Bari Gongju as the holy Mujoshin, serene and radiant at the center, her noble general husband and seven underworld king sons behind her, sacred clouds and divine light, black and white minhwa-style ink drawing

Princess Bari: The Abandoned Daughter Who Became Korea’s Goddess of the Dead


Why This Story

Among the vast archive of Korean supernatural tales, the legend of Princess Bari (바리공주) stands apart—not merely as a ghost story, but as the foundational myth of Korean shamanism itself. She is the Mujo-shin (巫祖神), the ancestral deity of all Korean shamans, and her narrative has been sung during funeral rites for centuries.

This retelling has been adapted for English-speaking readers. Certain narrative elements have been streamlined for clarity and cultural accessibility, while the essential arc—abandonment, journey, sacrifice, and transcendence—remains unchanged. The core themes that have resonated with Korean audiences for millennia are preserved here: that the discarded can become divine, and that the path to the afterlife requires a guide who has walked it herself.


Overview

What happens when a king throws away his seventh daughter simply because she wasn’t a son—and that daughter grows up to be the only person capable of saving him?

The myth of Princess Bari is a story that defies its era. Born into a world that valued sons above all else, Bari was cast out at birth, raised in poverty, and forgotten by the royal court. Yet when an incurable disease struck the king, it was this abandoned princess—not her six favored sisters—who volunteered to travel to the realm of the dead to retrieve the only cure.

Her journey took her through the underworld itself. The price she paid along the way was extraordinary. And what she chose at the end of her quest has made her Korea’s most enduring supernatural figure: the goddess who guides souls safely into the afterlife.


The Myth of Princess Bari

The Prophecy and the King’s Impatience

In the ancient kingdom of Bulla, King Ogu sought to marry Lady Gildae. Before the wedding, he consulted a diviner named Gali Baksa, who delivered a prophecy: if the king married that year, he would father seven daughters; if he waited one more year, he would have three sons.

The king, unwilling to delay, married immediately.

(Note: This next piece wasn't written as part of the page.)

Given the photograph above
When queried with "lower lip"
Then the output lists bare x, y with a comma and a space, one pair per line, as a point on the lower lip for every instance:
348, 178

As foretold, the queen gave birth to six daughters in succession. When she became pregnant a seventh time, both parents took hope from an auspicious dream—visions of dragons and sacred turtles suggested a male heir at last. When the seventh child arrived and was revealed to be another daughter, the king ordered the infant to be disposed of.

The queen, devastated but powerless to defy her husband, asked only that the child be given a name before abandonment. She called her “Bari-degi”—meaning “the one thrown away.”

The Jade Box and the Elderly Couple

The infant was placed in a jade box and set adrift on the water. Rather than sinking, the box floated until it was discovered by Birigongdeok, an elderly fisherman, and his wife—a childless couple living in poverty. They took the baby in and raised her as their own.

The old woman gathered milk from village mothers. The old man caught fish to keep the family fed. Despite their circumstances, they raised Bari with devotion.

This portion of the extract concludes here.